Connector Limits & Considerations :
EA Computing Connector
- This connector can sync up to 100 million rows or 50 GB per object, whichever limit it reaches first.
- A Snowflake warehouse can be set to automatically resume or suspend. Review the Snowflake documentation for information about the optimal use of these features
- Exclude unnecessary or sensitive data from syncing to Analytics with data sync filters. Filters run on the source object and speed up data sync by pulling only the data you need into Analytics.
- This connector only supports full uploads
Direct Data – Snowflake Live Connections -(Performance & Optimisation)
- Direct Queries apply towards your EA limits – Link
- The performance of your EA dashboards using direct queries primarily depends on query performance of the data source. Please make sure that your source tables are optimized for analytical queries.
- Materialized Views: Think of using Snowflake Materialized Views for your commonly used Views. Because the data is pre-computed, querying performance would be faster than executing the original query. Most data warehouses can automatically refresh materialized views based on a schedule or data change.
- It’s a good practice to avoid grouping high-cardinality categorical fields. If you need to do so, then apply filters. Avoid using a contains a filter or try using ‘equals’ instead
- EA Dashboard Pages: Distribute your direct queries across different dashboard pages overbuilding on a single page.
- Think ahead in positioning your use-case to leverage direct queries on EA dashboards. It may be worth putting some fast-changing KPIs on your dashboards ONLY. It is highly recommended to build your queries against EA datasets where possible.
- High Volume Data: Think of leveraging Snowflake connector to bring in billions of rows of data and to get benefit from scale & performance offered by the platform. Don’t construct expensive queries that can cause dashboard perf issues.
Summary & Conclusion:
- In the above scenario, I have focused on unidirectional flow to ingest data into EA from Snowflake Datawarehouse.
- I have used the fairly straightforward sample use case in order to showcase the dataset creation via this connector and leveraging direct queries.

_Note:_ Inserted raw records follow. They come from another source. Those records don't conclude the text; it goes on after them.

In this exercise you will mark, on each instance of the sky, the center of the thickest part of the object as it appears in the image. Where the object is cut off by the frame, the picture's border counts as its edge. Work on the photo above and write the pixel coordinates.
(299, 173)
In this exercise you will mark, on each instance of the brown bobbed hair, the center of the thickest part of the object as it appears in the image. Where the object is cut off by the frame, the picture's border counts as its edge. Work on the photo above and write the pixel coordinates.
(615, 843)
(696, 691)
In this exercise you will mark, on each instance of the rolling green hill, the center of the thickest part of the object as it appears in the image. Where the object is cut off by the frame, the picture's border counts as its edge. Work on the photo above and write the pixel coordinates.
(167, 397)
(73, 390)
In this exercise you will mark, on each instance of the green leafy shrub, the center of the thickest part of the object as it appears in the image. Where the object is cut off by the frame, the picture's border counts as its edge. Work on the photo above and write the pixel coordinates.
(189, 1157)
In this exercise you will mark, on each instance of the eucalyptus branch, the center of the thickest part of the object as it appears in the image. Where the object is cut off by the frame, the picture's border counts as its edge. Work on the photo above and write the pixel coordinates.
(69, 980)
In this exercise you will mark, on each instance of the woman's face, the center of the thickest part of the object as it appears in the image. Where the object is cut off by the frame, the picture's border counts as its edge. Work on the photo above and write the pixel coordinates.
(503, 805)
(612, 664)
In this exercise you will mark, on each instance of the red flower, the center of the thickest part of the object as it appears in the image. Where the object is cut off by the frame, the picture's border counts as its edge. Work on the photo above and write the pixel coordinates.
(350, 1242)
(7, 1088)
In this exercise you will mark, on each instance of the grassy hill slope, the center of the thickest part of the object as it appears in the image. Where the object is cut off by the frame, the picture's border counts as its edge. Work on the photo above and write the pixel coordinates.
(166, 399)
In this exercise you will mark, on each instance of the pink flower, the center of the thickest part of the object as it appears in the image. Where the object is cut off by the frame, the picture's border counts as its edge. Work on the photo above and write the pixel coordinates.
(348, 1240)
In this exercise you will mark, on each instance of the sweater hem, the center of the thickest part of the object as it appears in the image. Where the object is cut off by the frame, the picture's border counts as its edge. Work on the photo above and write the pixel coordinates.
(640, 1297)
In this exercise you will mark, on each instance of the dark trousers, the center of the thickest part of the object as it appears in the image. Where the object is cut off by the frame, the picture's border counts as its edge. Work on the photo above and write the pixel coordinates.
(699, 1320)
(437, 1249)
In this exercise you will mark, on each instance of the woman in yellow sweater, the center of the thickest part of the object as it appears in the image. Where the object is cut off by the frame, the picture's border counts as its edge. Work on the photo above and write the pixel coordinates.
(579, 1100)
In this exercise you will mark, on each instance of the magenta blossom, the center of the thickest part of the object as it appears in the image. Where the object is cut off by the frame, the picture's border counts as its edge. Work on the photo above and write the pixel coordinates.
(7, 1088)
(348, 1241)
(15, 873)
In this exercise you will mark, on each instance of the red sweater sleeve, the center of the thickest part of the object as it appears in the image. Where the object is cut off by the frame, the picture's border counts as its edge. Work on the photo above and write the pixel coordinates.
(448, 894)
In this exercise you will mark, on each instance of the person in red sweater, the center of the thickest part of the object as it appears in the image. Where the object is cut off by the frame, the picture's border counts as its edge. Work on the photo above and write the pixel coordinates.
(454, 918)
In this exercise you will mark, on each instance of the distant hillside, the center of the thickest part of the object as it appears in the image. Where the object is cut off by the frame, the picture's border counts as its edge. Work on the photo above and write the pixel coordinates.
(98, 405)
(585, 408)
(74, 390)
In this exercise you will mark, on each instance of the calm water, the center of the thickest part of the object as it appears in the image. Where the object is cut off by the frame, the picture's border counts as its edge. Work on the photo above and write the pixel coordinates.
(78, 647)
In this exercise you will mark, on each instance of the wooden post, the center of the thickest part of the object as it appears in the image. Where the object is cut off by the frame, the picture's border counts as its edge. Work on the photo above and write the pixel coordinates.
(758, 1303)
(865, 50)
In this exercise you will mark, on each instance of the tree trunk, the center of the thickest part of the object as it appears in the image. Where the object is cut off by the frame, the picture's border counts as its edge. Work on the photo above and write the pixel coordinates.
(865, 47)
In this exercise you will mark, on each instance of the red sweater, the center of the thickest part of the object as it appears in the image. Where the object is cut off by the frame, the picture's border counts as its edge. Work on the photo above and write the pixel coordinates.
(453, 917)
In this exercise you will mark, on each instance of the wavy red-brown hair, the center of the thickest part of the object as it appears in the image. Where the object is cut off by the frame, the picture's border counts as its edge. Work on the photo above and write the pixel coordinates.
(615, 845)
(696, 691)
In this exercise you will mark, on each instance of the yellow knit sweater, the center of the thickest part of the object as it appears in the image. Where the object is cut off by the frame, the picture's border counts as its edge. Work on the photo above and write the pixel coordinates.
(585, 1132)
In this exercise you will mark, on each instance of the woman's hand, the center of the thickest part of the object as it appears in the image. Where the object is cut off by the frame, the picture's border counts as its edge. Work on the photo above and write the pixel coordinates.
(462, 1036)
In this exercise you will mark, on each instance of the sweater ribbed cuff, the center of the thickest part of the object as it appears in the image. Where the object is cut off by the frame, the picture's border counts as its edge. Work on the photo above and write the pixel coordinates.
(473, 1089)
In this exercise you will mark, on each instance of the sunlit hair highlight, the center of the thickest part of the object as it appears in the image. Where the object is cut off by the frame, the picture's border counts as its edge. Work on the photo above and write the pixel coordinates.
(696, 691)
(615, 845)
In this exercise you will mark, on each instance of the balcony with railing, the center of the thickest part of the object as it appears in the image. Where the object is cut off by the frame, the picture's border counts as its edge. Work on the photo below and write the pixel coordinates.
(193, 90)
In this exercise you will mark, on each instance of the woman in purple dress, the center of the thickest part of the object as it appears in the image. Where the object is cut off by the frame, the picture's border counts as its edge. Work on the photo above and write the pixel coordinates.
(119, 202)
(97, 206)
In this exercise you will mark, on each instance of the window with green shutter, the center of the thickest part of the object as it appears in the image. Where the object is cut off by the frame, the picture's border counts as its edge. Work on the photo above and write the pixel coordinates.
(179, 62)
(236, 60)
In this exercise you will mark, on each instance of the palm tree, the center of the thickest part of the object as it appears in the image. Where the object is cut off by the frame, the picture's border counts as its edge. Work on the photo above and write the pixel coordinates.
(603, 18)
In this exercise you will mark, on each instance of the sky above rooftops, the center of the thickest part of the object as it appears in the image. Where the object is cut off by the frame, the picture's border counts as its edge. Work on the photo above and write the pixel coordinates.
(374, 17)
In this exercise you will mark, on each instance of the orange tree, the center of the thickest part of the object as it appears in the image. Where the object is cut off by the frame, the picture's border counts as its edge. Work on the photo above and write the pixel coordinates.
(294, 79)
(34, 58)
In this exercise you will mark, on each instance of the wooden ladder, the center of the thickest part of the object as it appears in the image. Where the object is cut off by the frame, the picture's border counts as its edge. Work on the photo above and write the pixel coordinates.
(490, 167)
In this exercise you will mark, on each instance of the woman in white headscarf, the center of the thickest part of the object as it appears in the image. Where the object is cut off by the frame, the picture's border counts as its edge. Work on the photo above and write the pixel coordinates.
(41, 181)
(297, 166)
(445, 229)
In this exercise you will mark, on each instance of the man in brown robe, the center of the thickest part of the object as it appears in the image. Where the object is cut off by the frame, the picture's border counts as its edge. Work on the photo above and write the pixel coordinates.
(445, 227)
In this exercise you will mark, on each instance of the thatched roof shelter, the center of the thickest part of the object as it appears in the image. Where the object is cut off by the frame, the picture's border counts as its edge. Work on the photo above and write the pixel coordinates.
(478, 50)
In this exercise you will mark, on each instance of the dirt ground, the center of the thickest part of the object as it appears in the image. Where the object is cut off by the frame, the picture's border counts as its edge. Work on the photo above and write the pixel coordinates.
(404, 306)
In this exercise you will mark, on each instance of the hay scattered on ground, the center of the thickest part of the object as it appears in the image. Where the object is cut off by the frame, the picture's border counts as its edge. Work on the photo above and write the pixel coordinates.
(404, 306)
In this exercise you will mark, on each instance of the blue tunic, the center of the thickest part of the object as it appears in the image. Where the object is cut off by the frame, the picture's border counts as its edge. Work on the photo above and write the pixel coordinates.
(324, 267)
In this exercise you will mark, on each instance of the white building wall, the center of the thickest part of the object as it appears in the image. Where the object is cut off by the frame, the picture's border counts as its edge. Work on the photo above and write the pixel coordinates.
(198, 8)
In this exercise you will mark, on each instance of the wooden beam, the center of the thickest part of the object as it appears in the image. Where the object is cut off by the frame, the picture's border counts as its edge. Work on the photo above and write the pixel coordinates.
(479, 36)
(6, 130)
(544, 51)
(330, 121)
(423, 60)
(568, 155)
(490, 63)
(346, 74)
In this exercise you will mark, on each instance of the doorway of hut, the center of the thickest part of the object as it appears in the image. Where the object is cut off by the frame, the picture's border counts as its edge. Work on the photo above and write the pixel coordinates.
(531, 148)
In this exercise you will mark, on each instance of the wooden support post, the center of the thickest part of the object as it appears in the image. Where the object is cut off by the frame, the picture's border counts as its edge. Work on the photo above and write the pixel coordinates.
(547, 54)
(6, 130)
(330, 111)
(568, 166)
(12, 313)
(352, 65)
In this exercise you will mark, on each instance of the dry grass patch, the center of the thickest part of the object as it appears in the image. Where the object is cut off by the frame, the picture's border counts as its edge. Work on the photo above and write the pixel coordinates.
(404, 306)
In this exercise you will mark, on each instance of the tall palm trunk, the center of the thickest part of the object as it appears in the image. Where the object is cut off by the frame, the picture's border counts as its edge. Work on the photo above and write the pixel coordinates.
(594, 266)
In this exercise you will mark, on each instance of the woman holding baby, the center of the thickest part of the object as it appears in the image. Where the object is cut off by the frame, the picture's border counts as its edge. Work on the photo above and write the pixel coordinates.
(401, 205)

You can extend this integration with further Snowflake products or Partners to bring your on-prem. data more closely to your end-user & CRM operational data. Without storing in core Salesforce (Sales & Service Cloud).
- Lastly, think ahead about designing the data schemas for your datasets and your large queries. Eventually, the data will be incrementally increased over time. You don’t want to put yourself in a position where you will be having bottlenecks in your architecture and have to re-engineer your schemas from scratch.
For the new audience on this topic, I hope it gave you a fair idea about the Snowflake integration capabilities from the EA platform standpoint. Let me know your feedback.